Anche il divario di genere nel lavoro domestico dispendioso in termini di tempo si è ampliato durante la pandemia: il 20% delle donne, rispetto al 12% degli uomini, svolge lavori domestici per almeno quattro ore al giorno. Anche i punteggi per paese continuano a presentare un quadro eterogeneo. L’Italia è bloccata al 2019 al 60,1%; tra i paesi con i migliori risultati figurano la Svezia, la Danimarca e i Paesi Bassi che arrivano all’84% sebbene i progressi verso la parità di genere siano in una fase di stallo in Svezia e Danimarca, mentre la Grecia, l’Ungheria e la Romania hanno più difficoltà a promuovere la parità di genere.

Un aspetto più positivo è che, dall’ultima edizione, gli aumenti più significativi dei punteggi dell’indice sono stati riscontrati in Lituania, Belgio, Croazia e nei Paesi Bassi – mentre l’indice percentuale UE è ora solo al 68,6.

LE DIFFERENZE SUL LAVORO

D’altronde per esempio, le differenze tra donne e uomini sul lavoro in Europa in paesi ad alto reddito, rilevano un profondo (ma non sorprendente) divario. Gli uomini, infatti, svolgono lavori più pagati fuori casa, mentre le donne si occupano della maggior parte dei lavori non pagati in casa e anche quando lavorano al di fuori delle mura domestiche sono pagate di meno.

Dai vari studi  emerge, ad esempio, che nel Regno Unito nel 2019 una donna in età lavorativa guadagnava il 40% in meno della sua controparte maschile. Il gap tra i generi è migliorato di 13 punti percentuali in 25 anni, grazie soprattutto al miglioramento dell’educazione femminile, ma le disuguaglianze restano profonde nei tre fattori che influiscono sui guadagni nel mercato del lavoro: occupazione, ore lavorate e paga oraria. Le tre componenti sono collegate tra loro e in tutte il gap si allarga con la formazione di una famiglia.

Condivido per esempio, a fronte di dati e non di opinioni, ricondurre le disuguaglianze nel lavoro pagato a una non equa divisione del lavoro non pagato, che rende difficile per le donne raggiungere gli stessi risultati degli uomini. A ciò si aggiungono anche preferenze e convinzioni diffuse sulla divisione dei ruoli all’interno della famiglia: due donne inglesi su cinque (e la stessa percentuale di uomini) credono che sia giusto che una donna resti a casa se ha figli in età scolare. Non è tanto lontana la stessa mentalità italiana.

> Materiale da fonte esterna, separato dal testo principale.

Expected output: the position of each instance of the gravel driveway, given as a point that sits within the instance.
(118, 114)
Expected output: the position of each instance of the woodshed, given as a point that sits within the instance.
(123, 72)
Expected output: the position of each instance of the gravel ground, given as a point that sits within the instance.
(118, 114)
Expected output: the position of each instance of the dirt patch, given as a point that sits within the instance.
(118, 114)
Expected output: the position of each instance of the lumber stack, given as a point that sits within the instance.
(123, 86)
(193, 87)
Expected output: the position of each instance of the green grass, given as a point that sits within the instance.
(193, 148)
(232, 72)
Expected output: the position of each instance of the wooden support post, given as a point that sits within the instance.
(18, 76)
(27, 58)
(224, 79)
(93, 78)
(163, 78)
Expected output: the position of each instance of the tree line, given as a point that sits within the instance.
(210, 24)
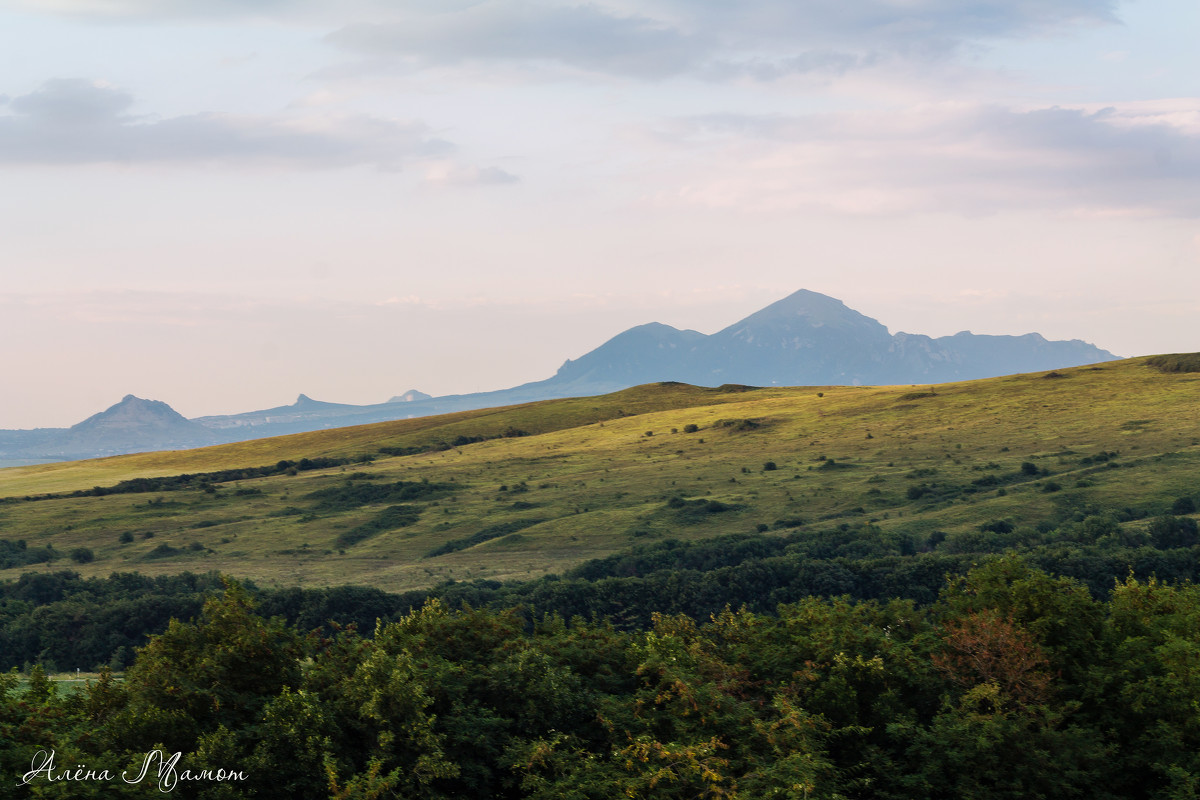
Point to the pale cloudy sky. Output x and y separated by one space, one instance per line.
225 203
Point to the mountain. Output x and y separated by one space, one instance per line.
809 338
411 396
131 426
805 338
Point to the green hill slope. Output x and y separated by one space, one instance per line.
523 491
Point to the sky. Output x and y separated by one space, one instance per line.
222 204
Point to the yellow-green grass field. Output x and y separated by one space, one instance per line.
597 475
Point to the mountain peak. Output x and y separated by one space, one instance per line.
803 314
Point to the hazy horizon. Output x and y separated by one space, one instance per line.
222 205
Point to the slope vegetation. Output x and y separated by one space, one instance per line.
523 491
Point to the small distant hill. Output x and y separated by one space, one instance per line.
804 340
411 396
133 425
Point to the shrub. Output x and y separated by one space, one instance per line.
1183 505
82 555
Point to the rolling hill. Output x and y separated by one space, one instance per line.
523 491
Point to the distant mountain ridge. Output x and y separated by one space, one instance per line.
807 338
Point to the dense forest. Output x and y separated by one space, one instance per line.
754 666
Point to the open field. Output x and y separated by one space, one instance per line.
927 465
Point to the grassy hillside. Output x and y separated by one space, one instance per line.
557 482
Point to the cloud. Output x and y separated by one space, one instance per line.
641 38
711 38
453 174
1117 161
82 121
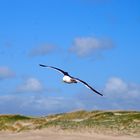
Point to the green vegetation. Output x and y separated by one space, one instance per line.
114 122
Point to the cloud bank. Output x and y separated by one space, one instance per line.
86 46
42 50
6 73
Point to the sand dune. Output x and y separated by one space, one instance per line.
45 134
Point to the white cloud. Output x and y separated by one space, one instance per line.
42 50
30 85
6 73
86 46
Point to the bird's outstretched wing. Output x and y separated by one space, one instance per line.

IL MESSAGGIO DELLA LEGGE DI BILANCIO 2023

La legge di bilancio 2023 peraltro suona come un forte invito alle donne a fare un passo indietro rispetto al lavoro. Il messaggio è chiaro: siate madri, siate nonne, qualche misura di de-contribuzione mitigherà il rischio che impegni familiari più cogenti sulle vostre spalle non incontrino il favore delle imprese. Poiché da un lato il mese di congedo parentale, concesso alle sole madri e retribuito all’80%, di questa mini-riforma nostrana del congedo si accavalleranno di fatto con i cambiamenti entrati in vigore lo scorso agosto dal recepimento della Direttiva Europea 2019/1158, grazie alla quale ai genitori viene dato il diritto, in alternativa tra di loro, a usufruire di tre mesi di congedo parentale in più.

Il rinnovo dell’opzione donna a condizioni più favorevoli per chi ha avuto figli, e le maggiorazioni dell’assegno unico per i figli, graduate per età e numero dei figli, evidenzia che il ritiro anticipato dal lavoro viene pagato dalle donne che aderiscono all’opzione donna con un calcolo interamente contributivo anche per chi potrebbe ancora avvalersi dei vantaggi di un calcolo misto retributivo-contributivo se continuasse a lavorare.

Nel concreto, quindi, la misura ostacola la chiusura del divario pensionistico di genere che risulta tuttora superiore al 30%, scoraggia il recupero in età matura di eventuali assenze dal mercato del lavoro dovute a figli e famiglia e perpetua l’idea che i nonni sono preferibili all’asilo nido o che occuparsi degli anziani in famiglia tocchi alle donne non appena hanno finito di lavorare, se poi anche prima è meglio.